Sat, May 30, 2015
In recent months, credit unions have battled wave after wave of merchant data breaches, computer viruses, and cyberattacks, generating a wealth of media coverage on cybersecurity.
As a result of these evolving threats, credit unions and examiners alike continue to emphasize the importance of protecting a credit union’s networks, computers, programs, and member data from cyberattacks (NCUA Letter to Credit Unions 15-CU-01: “Supervisory Priorities for 2015”).
Credit unions have always prioritized protecting members’ personal financial information. But gone are the days when embezzlement, robberies, and forged items represented the primary security concerns. Credit unions operate in a rapidly changing environment where technology is an essential element of their operations because members demand more remote services—such as Internet banking and bill pay, mobile banking, and a variety of other technology related services.
Board members should ask themselves:
- How many members conduct transactions without ever stepping foot in a branch office?
- How do members complete those transactions?
- Where does all that confidential member data go?
- Who has an opportunity to look at that data when it’s outside of your control?
If you can’t answer these questions, you need to ask for more information from your management team.
Unfortunately, Internet-based products and services expose credit unions and their members to a whole host of additional risks from hackers and cyberthieves. It might sound like science fiction, but don’t be fooled. With the growing reliance on the electronic delivery of financial services, credit union boards must make sure their institutions are prepared to combat cyberthreats.
NCUA’s security program requirements
To fully understand a credit union’s responsibilities regarding cybersecurity, you must begin by reviewing Part 748 of NCUA’s regulations, and its appendices.
Part 748 requires each federally insured credit union to have a written security program designed to protect credit union offices, ensure the security and confidentiality of member records, assist in identifying people who commit or attempt crimes, and prevent destruction of vital records.
Appendix A specifically requires credit unions to establish and implement administrative, technical, and physical safeguards to protect the security, confidentiality, and integrity of member information. This is typically known as data security.
Appendix B requires credit unions to react to unauthorized access to member information, including potential notification of the member and the regulator. Your credit union must have a fully integrated plan to respond to and effectively manage any data breach.
The board’s responsibility doesn’t end with the creation of a security program. As stated in Part 748, Appendix A, “the board or appropriate committee must oversee the development, implementation, and maintenance of the credit union’s information security program.”
These duties include “assigning specific responsibility for implementing the program and reviewing reports prepared by management.” Management should present this report at least annually, detail compliance with the security program, and highlight matters material to information technology (IT) security. Material items could include risk assessment results, significant IT risk management decisions, vendor security controls, security breaches, and management’s responses to any negative examination finding.

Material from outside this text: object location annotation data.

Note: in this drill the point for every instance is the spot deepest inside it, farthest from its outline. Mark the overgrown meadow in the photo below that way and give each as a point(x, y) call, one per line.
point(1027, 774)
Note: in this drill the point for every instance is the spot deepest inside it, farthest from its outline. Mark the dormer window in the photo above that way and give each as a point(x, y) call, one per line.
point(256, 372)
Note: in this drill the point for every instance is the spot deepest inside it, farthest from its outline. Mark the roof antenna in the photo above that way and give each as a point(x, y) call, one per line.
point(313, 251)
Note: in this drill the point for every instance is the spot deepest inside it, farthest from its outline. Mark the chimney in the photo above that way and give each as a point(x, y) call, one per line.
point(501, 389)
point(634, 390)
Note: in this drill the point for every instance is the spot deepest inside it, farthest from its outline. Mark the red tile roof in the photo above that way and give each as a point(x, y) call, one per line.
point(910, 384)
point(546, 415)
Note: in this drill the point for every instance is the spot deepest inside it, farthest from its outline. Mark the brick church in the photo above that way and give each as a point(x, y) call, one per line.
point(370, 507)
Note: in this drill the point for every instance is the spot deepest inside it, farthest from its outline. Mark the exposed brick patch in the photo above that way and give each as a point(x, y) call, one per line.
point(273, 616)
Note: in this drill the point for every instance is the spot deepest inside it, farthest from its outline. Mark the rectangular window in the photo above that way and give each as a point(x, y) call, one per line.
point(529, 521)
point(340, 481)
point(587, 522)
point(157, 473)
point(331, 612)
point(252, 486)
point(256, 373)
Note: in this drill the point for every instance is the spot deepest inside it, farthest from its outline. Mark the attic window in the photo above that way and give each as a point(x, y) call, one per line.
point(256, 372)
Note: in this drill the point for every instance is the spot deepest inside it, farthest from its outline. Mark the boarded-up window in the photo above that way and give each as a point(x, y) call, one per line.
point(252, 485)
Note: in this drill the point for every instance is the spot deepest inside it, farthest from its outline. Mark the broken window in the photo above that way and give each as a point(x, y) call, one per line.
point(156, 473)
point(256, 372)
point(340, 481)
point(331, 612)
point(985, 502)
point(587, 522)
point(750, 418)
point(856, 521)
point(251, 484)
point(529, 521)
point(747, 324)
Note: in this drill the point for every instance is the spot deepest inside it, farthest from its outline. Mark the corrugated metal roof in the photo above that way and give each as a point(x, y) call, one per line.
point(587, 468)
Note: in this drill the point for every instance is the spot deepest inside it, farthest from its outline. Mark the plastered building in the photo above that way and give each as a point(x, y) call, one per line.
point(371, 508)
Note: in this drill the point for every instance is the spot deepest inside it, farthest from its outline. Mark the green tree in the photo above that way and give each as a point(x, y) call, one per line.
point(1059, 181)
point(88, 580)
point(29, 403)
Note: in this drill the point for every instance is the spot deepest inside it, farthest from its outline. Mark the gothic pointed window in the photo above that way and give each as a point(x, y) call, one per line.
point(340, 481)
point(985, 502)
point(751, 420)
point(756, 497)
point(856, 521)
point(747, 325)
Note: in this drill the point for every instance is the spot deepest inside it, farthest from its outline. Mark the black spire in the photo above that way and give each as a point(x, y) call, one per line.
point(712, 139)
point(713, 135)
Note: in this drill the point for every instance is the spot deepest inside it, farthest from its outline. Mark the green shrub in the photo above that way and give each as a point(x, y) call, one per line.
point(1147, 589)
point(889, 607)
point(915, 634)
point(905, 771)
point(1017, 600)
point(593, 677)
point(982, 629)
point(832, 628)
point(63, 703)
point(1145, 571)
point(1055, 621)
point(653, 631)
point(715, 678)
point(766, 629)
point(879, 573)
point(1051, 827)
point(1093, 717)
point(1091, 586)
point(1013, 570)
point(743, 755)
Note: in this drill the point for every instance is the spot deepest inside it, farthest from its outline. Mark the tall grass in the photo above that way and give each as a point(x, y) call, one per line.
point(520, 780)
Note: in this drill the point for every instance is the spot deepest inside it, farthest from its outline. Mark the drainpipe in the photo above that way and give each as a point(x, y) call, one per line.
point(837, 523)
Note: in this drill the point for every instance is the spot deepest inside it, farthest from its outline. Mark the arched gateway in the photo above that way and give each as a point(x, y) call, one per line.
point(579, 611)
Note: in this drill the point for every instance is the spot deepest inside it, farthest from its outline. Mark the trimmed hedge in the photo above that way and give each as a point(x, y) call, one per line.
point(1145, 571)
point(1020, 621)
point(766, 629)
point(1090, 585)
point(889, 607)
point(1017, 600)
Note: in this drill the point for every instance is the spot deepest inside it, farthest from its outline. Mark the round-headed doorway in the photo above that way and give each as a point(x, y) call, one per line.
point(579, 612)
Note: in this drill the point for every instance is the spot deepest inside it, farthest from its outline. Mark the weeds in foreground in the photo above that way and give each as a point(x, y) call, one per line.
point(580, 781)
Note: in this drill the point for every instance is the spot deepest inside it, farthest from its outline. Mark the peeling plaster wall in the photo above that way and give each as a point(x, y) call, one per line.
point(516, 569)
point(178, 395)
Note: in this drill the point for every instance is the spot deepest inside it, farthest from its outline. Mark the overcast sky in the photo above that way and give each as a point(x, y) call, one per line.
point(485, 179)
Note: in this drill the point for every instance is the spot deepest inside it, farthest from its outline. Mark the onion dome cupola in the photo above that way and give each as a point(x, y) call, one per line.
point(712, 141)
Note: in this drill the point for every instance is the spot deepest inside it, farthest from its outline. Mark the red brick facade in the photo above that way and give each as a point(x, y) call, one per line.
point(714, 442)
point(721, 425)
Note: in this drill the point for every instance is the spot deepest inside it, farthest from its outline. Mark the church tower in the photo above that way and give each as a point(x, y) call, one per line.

No matter which security program a credit union decides to implement, staff should assist the board in managing cybersecurity risk by organizing information, enabling risk management decisions, addressing threats promptly, and improving the program by learning from previous efforts.
Remember, credit unions still bear the brunt of cybersecurity risk, paying heavily for other organizations’ security lapses—such as reissuing cards after a retailer’s data breach. The Gramm Leach Bliley Act covers all financial institutions, but not retailers. Nevertheless, the credit union system strives to create national data security standards that would apply to any company responsible for a lapse.